Phinney, PAE’s chief executive officer, brings a hands-on, collaborative leadership approach to the work. He’ll be the keynote speaker for the Business World Leadership Breakfast on Tuesday, Aug. 1, 7:30 a.m., at the Pybus Public Market event annex.
At the event, we will be honoring the 2017 class of 30 Under 35 — young leaders who are making a difference and will make important contributions to the quality of life and success of the valley in years to come.
Phinney’s leadership approach is worthy of emulation. He’s a native of Selah and his first job was working for a hard-nosed, no-nonsense Safeway manager. He went on to get an engineering degree at the University of Washington in ceramic engineering, a field that is now called materials science.
He told me he cringes when he is introduced as the boss at PAE. He prefers to view his role as similar to being the coach of a baseball team. His job is to find talented people to play the various roles in the company.
Being the CEO “certainly always looks like the glory job,” he told me. Instead, “there are definitely times I wish I was back in engineering just so I could do something – I could actually do something with my hands. I’m a hands-on guy.”
He makes a point of going out on the floor from time to time and builds parts. “I’m probably horrible - the slowest guy out there,” Phinney admits with a laugh. But getting hands-on experience is something he encourages all of the PAE engineers to do. “You go out there and see how it works in the real world. And maybe you’ll learn something,” Phinney said.

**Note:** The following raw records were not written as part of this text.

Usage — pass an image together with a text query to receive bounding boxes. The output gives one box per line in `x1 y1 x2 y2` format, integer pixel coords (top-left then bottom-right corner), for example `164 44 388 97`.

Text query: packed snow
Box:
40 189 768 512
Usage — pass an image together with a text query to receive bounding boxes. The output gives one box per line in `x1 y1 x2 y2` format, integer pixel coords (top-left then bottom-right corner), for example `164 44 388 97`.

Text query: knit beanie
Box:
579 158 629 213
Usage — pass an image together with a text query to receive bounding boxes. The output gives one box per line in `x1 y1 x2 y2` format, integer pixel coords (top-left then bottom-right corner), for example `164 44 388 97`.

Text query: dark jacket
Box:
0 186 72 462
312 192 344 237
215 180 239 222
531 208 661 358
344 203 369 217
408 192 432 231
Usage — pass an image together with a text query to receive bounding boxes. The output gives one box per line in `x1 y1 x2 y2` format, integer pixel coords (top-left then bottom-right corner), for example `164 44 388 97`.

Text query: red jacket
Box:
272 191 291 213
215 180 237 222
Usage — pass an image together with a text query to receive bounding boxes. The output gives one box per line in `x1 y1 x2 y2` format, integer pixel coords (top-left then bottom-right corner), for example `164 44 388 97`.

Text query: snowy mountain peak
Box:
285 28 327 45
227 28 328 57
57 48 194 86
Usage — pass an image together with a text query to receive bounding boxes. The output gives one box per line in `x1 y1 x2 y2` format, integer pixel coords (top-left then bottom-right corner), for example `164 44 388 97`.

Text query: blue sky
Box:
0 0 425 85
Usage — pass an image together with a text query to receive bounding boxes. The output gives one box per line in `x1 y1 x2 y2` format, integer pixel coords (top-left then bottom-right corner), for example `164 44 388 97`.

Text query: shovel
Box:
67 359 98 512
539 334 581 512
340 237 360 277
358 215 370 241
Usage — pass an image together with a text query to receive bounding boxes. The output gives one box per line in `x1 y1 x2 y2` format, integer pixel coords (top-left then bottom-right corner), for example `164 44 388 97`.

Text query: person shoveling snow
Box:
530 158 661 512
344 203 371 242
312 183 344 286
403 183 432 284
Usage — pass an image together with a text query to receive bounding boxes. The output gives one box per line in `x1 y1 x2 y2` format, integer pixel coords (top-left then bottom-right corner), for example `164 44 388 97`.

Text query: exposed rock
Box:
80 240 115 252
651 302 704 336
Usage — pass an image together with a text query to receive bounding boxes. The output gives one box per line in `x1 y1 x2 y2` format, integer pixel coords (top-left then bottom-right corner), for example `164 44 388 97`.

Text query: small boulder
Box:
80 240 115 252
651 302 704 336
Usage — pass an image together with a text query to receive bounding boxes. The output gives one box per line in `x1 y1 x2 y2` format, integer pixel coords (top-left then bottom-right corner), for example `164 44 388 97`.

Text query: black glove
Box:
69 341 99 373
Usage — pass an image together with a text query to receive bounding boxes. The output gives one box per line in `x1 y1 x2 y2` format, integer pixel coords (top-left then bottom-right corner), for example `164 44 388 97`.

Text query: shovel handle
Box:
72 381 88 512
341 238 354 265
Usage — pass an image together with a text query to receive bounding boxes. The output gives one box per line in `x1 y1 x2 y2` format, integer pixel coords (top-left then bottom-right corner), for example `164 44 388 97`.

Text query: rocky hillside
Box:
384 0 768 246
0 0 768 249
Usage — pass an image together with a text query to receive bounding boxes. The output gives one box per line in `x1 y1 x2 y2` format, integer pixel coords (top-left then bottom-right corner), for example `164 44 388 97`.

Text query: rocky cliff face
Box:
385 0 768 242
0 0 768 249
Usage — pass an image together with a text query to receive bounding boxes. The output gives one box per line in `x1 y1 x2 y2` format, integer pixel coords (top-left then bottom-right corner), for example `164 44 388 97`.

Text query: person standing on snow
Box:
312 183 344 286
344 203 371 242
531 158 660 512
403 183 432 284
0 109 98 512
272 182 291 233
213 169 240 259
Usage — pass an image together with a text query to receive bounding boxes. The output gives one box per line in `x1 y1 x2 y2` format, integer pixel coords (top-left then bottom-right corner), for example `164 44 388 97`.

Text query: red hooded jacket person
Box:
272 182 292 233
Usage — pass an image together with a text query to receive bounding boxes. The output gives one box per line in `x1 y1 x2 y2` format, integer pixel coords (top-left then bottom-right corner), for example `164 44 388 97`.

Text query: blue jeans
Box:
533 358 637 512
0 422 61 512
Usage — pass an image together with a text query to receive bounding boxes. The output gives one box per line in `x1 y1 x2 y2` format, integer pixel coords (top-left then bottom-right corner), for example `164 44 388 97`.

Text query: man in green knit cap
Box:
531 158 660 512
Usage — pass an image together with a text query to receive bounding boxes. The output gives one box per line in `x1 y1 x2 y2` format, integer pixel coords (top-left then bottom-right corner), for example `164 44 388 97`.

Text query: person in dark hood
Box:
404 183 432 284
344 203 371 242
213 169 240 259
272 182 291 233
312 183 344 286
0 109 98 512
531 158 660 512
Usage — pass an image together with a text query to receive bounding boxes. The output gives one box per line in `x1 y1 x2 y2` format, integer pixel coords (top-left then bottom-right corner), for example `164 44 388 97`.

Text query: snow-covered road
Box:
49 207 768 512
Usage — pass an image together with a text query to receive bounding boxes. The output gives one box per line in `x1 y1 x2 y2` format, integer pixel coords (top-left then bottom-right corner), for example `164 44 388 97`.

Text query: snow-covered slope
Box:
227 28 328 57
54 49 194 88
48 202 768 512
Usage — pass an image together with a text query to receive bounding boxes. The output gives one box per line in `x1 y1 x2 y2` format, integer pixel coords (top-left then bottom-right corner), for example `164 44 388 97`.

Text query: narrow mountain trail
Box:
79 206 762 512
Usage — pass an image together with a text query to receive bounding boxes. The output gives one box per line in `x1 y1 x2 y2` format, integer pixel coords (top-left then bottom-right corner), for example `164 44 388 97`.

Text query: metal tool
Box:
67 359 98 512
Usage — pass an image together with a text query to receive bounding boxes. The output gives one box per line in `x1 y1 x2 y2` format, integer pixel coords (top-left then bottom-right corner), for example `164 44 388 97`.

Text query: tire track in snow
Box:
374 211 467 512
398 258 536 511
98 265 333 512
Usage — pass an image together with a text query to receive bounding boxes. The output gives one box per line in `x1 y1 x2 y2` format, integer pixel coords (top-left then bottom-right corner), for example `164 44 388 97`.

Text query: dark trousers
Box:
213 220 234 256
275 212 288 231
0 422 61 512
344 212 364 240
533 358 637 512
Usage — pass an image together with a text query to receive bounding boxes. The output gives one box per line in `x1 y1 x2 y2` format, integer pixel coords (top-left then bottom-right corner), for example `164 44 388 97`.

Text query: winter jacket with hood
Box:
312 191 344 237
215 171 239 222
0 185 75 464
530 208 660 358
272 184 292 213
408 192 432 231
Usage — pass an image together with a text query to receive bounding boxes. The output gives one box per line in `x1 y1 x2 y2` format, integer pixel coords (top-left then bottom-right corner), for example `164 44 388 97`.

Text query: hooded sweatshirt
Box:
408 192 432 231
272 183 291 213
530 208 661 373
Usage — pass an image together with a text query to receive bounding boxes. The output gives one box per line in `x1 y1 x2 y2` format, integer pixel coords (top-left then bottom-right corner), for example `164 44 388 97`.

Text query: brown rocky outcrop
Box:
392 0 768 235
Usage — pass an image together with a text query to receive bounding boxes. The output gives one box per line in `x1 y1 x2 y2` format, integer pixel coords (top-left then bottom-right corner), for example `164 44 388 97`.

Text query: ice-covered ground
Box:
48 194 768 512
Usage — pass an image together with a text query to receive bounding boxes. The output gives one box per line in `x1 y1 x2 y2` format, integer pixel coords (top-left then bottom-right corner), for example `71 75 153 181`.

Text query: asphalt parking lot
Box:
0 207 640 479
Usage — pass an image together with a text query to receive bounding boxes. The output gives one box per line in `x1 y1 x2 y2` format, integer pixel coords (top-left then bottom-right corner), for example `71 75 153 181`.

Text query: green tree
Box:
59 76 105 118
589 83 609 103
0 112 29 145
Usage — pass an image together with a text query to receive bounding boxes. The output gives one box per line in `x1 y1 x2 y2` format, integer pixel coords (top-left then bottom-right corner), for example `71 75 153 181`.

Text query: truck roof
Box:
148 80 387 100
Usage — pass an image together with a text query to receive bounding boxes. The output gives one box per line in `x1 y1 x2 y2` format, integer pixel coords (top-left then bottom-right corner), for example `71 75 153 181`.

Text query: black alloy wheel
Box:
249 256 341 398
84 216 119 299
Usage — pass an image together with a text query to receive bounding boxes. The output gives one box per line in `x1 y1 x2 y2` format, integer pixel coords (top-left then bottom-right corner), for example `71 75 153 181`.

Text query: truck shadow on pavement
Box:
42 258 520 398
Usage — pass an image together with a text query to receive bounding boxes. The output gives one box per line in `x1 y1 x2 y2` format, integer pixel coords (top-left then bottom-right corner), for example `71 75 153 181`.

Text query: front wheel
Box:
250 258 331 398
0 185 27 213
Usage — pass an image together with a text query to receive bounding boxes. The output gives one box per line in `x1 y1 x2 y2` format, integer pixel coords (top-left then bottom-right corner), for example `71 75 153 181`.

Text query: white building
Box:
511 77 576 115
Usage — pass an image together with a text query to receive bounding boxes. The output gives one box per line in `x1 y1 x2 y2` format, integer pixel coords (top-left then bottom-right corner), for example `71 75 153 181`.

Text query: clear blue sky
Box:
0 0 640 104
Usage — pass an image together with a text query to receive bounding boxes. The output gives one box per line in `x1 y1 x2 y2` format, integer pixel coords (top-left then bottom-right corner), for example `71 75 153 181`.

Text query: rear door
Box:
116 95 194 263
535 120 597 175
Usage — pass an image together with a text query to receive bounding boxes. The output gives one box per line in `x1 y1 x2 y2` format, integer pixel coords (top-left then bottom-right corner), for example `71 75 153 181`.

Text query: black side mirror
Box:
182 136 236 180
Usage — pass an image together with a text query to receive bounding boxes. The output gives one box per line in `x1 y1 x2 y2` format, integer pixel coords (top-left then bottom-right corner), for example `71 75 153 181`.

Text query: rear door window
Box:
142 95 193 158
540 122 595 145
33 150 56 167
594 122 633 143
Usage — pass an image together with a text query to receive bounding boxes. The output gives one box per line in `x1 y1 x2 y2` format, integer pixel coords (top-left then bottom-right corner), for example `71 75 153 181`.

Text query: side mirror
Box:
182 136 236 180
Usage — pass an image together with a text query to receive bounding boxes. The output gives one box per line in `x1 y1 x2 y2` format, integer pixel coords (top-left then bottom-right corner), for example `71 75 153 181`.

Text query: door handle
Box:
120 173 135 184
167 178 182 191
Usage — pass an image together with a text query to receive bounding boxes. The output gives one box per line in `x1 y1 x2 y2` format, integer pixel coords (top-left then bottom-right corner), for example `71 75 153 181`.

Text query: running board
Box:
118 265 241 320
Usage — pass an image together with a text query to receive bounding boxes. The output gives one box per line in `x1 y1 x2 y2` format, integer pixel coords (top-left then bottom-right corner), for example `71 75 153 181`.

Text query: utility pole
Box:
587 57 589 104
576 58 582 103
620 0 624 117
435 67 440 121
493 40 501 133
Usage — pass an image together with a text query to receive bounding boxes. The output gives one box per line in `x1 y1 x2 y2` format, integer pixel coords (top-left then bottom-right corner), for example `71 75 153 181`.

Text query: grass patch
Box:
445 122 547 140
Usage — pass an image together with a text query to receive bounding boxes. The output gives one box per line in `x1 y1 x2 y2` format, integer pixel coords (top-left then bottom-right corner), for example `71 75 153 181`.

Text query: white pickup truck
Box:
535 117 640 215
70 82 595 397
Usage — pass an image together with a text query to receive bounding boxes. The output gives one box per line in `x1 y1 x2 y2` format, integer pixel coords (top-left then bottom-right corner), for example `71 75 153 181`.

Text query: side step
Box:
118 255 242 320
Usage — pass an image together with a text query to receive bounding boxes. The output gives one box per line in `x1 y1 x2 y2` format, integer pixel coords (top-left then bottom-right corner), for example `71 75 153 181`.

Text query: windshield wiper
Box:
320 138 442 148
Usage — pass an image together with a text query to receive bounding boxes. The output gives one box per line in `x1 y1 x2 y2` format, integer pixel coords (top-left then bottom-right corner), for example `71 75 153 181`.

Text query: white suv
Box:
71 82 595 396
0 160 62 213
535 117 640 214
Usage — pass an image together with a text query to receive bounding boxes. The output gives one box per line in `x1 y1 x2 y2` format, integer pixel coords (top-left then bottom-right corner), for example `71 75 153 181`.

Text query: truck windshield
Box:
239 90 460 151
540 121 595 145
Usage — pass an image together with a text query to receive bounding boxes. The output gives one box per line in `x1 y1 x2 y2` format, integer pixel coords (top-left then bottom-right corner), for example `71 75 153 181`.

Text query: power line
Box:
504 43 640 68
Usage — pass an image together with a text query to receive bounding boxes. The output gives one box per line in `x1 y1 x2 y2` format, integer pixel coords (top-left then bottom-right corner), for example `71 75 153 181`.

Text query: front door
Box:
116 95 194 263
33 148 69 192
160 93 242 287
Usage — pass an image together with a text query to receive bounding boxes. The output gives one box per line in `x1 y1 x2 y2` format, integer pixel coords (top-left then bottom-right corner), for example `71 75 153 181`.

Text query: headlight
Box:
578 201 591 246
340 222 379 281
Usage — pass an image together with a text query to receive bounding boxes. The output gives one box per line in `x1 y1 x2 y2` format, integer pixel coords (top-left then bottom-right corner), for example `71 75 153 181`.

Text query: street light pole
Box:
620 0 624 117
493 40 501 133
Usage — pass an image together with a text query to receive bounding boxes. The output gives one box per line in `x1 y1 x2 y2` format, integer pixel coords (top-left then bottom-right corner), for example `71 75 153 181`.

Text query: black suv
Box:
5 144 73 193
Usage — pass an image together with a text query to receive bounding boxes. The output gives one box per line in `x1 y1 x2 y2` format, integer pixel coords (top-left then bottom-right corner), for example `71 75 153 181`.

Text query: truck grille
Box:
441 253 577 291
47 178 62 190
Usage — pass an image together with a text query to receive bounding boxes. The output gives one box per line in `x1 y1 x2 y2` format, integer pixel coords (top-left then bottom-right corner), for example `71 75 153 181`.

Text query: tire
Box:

Leadership these days means adapting to today’s employees. A few years ago, Pacific Aerospace executives took a hard look at the various rules and eliminated many of them, preferring to treat employees as adults rather than wasting time tracking things like attendance. Particularly when working with Millenials in the workplace, creating more flexibility and opportunities for employees to utilize their skills and talents is key to creating a productive work environment.
“In our company, I ask all of my people to be involved in what’s going on and involved in solutions,” Phinney told me. The employees are the ones who know the process better than anyone else.
In hiring people, attitude is a significant factor, Phinney said.
Here are leadership principles he espouses:
- Each person is accepted, valued and cared for
- Listening to employee concerns is important. Phinney has an open door policy.
- Employees are encouraged to express thoughts without fear of retribution
- Employees are in charge of their own lives and are able to make decisions and contribute.
Phinney is the first to admit it’s not a perfect workplace but having walked through the workplace, the sense I get is that he walks the talk at Pacific Aerospace. These are principles that anyone can apply to create a constructive work environment.